More states are adopting 'lemon laws'
Automotive ''lemon laws'' continue to sprout as more and more states act to protect consumers from getting ''squeezed'' when they buy a new car. A new Florida law, which takes effect Oct. 1, requires carmakers to replace the car or refund the purchase price if, after three attempts, a dealer cannot resolve a complaint. It applies to cars under warranty or during the first year of ownership, whichever is shorter.
The New York Legislature passed a ''lemon law'' in early June which, in effect, extends the warranty for two years or 18,000 miles. If a car owner returns his car to a dealership four times for the same defect, or if the car is in the shop 30 days, he can ask for replacement or refund.
Most manufacturers' warranties cover 12 months or 12,000 miles, whichever comes first.
Besides Florida and New York, lemon laws also are on the books in California and Connecticut, the first two states to enact them, as well as New Jersey, Minnesota, Wyoming, Montana, Maine, Nebraska, Nevada, and Washington. A lemon-law bill is slowly rolling through the Massachusetts Legislature. Perhaps a dozen other states are debating the issue.
While they deny it is a response to the rash of lemon laws now piling up, carmakers also are widening their own arbitration procedures as Ford Motor Company goes nationwide with its program.
Nor are automobile dealers themselves left entirely up a tree. A new Delaware law is designed to protect dealers from same-vehicle competition in their own ''territory.''
Under the law, a new Chevrolet dealership, for example, cannot be established within a specified distance of an existing Chevrolet dealership.
The Federal Trade Commission says the law could cause higher retail prices for new cars due to a damper on competition.
Meanwhile, Saab-Scania of America, based in Orange, Conn., will build city buses in the United States, starting in the fall of 1984. The company will ship the chassis from Sweden, building the bodies and attaching them to the chassis in Orange. At least half the finished bus is expected to be of domestic origin.

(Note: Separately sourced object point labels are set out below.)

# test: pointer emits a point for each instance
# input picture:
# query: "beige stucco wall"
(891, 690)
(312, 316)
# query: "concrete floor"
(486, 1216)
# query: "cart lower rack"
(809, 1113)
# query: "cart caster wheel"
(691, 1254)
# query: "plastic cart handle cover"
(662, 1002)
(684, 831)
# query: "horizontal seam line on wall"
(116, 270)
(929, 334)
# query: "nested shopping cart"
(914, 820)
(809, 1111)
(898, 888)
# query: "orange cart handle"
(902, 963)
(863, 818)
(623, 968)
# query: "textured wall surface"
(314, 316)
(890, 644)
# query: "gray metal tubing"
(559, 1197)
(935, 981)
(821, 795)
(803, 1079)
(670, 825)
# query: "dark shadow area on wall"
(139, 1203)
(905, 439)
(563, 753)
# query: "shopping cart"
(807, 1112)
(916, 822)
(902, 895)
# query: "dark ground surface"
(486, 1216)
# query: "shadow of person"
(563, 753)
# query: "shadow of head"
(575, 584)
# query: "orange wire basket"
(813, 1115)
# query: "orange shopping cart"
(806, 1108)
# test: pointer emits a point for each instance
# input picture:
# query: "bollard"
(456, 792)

Saab-Scania, which has been testing some of its buses in several American cities, has long built city buses for Europe.
The highly rated, and fastm, Mazda RX-7 sports car is getting a new boost - at least in Japan.
The engine has been modified, with a new intake manifold and a 15 percent improvement in breathing efficiency at high speed, thus improving the road performance of the rotary-powered car.
Mazda hasn't said when, or whether, the upgraded car will be shipped to the US.